O 25 de Abril apanha desprevenidos Arnaldo Matos e os militantes do MRPP. Num comunicado publicado já com a Revolução em marcha, o Comité Lenine, comité central do MRPP, descreve o movimento dos militares como um confronto entre a "camarilha spinolista" e a "camarilha marcelista". O texto será do dia 26 de abril, denunciou José Luís Saldanha Sanches, antigo militante, quando bateu com estrondo a porta da saída, ainda em 1975. A desconfiança sobre os acontecimentos do dia 25 explica o tempo em que Arnaldo - e outros do partido - viveu ainda na clandestinidade, na sombra.

O homem que atacava todos os outros como social-fascistas, nomeadamente o PCP ou o PS, acabou por se aliar aos socialistas do lado dos vencedores do 25 de Novembro e apoiou as candidaturas de Ramalho Eanes para Belém, em 1976 e 1980. Matos tinha sido um militar que serviu às ordens de Eanes em Macau, na década de 1960, e ficou a camaradagem desses tempos.

Em maio de 1975, o assalto às sedes do PCTP/MRPP, legalizado meses antes, em 18 de fevereiro, acabou por fazer cerca de 400 presos, incluindo Arnaldo Matos, e agrava as consequências políticas para o partido, que tinha sido proibido de ir a votos, em abril, por um motivo burocrático: o símbolo era muito semelhante ao do PCP e o Conselho de Revolução condicionou a participação nas eleições para a Assembleia Constituinte em 1975 à alteração desse símbolo.

O PCTP perdeu na secretaria e perdeu o comboio das urnas. Nunca chegou a ter força eleitoral e esboroou-se a sua força de agitação social e propaganda. E Arnaldo foi ficando na sombra, longe do fulgor da verve revolucionária dos anos quentes.

Em 1982, deixou o partido e a política. Tinha de alimentar a família, explicou-se. Anos mais tarde, numa rara entrevista, dada ao DN em 2004, admite que deixara de valer a pena. A contrarrevolução tinha ganho: "A esquerda deste país é uma merda", sentenciava, ele que mantinha uma leitura muito crítica do 25 de Abril, fechando a Revolução a "uma autêntica quartelada reacionária".

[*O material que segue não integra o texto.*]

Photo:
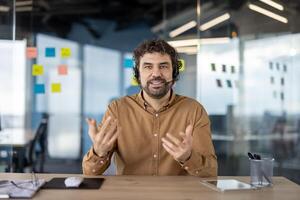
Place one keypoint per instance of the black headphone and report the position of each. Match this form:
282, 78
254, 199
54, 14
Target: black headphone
176, 67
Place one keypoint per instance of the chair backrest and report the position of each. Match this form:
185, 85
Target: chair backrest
39, 138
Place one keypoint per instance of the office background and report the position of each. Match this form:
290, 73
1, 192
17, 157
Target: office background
66, 60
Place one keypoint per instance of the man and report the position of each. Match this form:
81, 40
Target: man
155, 132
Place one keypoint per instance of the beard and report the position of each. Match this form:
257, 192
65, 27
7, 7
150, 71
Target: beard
157, 87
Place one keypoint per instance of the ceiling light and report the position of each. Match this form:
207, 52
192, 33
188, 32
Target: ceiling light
187, 50
24, 3
195, 42
214, 22
220, 40
183, 28
184, 43
273, 4
24, 9
268, 13
4, 8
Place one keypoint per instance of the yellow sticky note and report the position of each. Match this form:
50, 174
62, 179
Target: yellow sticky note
37, 70
31, 52
134, 81
182, 68
55, 87
65, 52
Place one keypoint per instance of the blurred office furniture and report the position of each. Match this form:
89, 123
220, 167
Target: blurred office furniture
36, 154
162, 187
13, 144
23, 149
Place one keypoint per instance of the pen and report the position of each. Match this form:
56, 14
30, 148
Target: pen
258, 157
4, 196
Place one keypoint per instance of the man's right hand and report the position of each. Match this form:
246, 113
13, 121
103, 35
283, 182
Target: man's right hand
103, 137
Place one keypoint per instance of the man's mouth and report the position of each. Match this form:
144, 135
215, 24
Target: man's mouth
157, 83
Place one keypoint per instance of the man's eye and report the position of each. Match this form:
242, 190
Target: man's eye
164, 66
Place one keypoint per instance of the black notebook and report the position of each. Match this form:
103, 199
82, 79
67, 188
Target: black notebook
88, 183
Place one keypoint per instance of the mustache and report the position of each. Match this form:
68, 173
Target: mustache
164, 81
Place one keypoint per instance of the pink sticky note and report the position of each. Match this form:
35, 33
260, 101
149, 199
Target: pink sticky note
62, 69
31, 52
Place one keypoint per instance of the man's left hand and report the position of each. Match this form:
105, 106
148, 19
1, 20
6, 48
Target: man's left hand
180, 149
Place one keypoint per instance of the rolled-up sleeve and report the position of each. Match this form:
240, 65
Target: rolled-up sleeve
203, 160
92, 164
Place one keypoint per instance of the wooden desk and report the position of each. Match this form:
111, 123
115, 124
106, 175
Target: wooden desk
163, 187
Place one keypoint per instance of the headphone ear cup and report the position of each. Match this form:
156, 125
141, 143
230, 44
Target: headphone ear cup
136, 74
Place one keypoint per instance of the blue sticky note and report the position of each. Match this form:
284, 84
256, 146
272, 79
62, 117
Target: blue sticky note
39, 88
50, 52
128, 63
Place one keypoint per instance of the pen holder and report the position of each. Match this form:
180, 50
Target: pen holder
261, 172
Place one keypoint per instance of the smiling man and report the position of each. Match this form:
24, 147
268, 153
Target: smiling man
155, 132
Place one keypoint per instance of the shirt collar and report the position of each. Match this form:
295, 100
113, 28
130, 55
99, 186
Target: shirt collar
140, 99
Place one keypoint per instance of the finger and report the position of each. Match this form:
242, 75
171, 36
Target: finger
189, 130
169, 144
92, 127
173, 139
105, 125
114, 137
111, 130
170, 151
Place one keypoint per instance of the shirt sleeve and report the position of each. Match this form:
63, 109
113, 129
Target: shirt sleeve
203, 160
92, 164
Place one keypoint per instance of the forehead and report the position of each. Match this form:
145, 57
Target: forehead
155, 58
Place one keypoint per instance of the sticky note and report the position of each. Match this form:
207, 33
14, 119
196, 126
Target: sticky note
128, 63
31, 52
37, 70
55, 87
62, 69
65, 52
50, 52
134, 81
182, 68
39, 89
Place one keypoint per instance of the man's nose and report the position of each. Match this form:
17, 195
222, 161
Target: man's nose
156, 72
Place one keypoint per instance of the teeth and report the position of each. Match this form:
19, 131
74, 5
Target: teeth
156, 82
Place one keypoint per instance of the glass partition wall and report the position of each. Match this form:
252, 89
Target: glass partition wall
240, 61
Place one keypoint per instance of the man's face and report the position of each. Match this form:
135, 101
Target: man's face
156, 74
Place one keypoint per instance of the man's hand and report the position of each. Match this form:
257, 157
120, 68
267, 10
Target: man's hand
104, 137
180, 149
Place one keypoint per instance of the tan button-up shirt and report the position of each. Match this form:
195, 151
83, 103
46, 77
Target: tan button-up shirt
139, 150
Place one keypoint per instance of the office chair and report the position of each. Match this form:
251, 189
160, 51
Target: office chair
38, 154
37, 150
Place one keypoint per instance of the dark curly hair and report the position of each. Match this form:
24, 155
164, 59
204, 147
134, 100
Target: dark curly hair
158, 46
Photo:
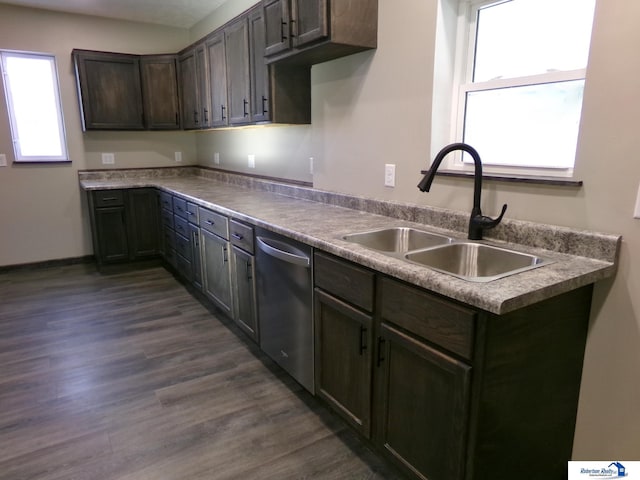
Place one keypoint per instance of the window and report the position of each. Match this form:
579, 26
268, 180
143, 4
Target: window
520, 81
33, 102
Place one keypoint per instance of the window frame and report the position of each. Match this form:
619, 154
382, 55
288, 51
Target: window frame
463, 65
19, 157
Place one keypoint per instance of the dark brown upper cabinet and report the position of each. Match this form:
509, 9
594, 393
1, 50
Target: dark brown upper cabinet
237, 53
119, 91
217, 64
110, 90
279, 93
306, 32
194, 90
160, 92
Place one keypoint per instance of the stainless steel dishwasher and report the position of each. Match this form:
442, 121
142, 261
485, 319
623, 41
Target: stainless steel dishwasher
285, 303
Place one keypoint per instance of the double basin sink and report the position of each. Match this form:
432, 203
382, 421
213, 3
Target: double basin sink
471, 261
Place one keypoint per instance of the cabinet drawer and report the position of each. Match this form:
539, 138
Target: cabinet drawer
192, 213
241, 235
166, 201
180, 207
167, 218
345, 280
181, 226
441, 322
108, 198
214, 223
183, 247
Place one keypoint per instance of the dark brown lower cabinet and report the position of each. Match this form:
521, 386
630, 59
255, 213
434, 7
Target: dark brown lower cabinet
343, 350
243, 275
111, 232
124, 224
422, 406
142, 208
216, 270
446, 391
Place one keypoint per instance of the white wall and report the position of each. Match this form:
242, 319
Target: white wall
41, 206
376, 107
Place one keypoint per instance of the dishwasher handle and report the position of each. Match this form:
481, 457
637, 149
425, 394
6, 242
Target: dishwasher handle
283, 251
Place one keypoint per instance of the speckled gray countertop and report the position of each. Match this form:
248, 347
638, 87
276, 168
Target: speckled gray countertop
318, 219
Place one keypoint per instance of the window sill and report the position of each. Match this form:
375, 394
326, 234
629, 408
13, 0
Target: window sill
555, 181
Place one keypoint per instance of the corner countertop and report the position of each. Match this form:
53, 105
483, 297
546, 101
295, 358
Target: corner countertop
322, 224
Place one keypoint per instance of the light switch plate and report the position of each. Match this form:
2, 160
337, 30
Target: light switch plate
108, 158
389, 175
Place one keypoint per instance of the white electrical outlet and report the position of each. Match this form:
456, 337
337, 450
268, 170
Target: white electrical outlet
389, 175
636, 211
108, 158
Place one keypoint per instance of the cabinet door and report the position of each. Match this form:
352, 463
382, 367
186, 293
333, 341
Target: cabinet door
189, 91
310, 21
196, 255
160, 92
260, 98
343, 353
237, 51
217, 60
202, 80
216, 269
142, 223
111, 232
277, 26
422, 406
110, 91
245, 292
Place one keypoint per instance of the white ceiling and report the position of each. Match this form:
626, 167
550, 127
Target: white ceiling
175, 13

Nos últimos anos foi de novo reaproximando-se ao partido que fundou. Primeiro, como conselheiro de sempre de Garcia Pereira, seu afilhado, que olhava para ele como um pai. Garcia Pereira tinha ficado ao leme de um barco que sobrevivia apenas à tona e que acabou por lhe dar um outro fulgor, sobretudo desde as eleições legislativas de 2009, quando o PCTP/MRPP ultrapassou o limiar mínimo para obter uma subvenção pública.

Depois, mantendo-se de novo na sombra, dando ordens para dentro do partido, apenas com o estatuto de fundador. Nunca no Tribunal Constitucional, o seu nome voltou a surgir como dirigente do PCTP. No verão de 2015, a rutura foi acontecendo em surdina, entre Arnaldo Matos e Garcia Pereira, e terminou com estrondo e acusações violentas: o pai matava o filho e voltou a replicar as velhas palavras de ordem dos comícios de 1975. Para Arnaldo, António é um traidor.

Durante estes pouco mais de três anos foi mimoseando os ex-camaradas dos piores insultos, publicou umas Teses da Urgeiriça , em que pretendia aprofundar o marxismo, e atirou-se aos 140 caracteres do Twitter para cantar novos amanhãs e velhos ódios: contra o "putedo" da esquerda, contra o "monhé" António Costa, contra os social-fascistas do PCP, justificando ataques terroristas como os do Bataclan em Paris, atacando a polícia ou aplaudindo os estivadores em greve, contra tudo e contra todos. Ou quase sempre.

É esta sua conta do Twitter que guarda o último escrito de Arnaldo Matos, no dia 20, partilhando a foto de George Mendonsa, "o marinheiro do beijo do dia da vitória". "Aquele marinheiro ousado que aparece numa fotografia de 1945 a beijar uma enfermeira em Times Square, Nova Iorque, no dia da vitória sobre o Japão, morreu no domingo passado, com 95 anos de idade, na sequência de um ataque cardíaco."

Esta sexta-feira, Arnaldo Matos morreu sem ver a sua estratégia para o PCTP eventualmente dar frutos e sem ver a sua revolução triunfar - e com os "traidores" que trucidava com palavras a andarem por aí.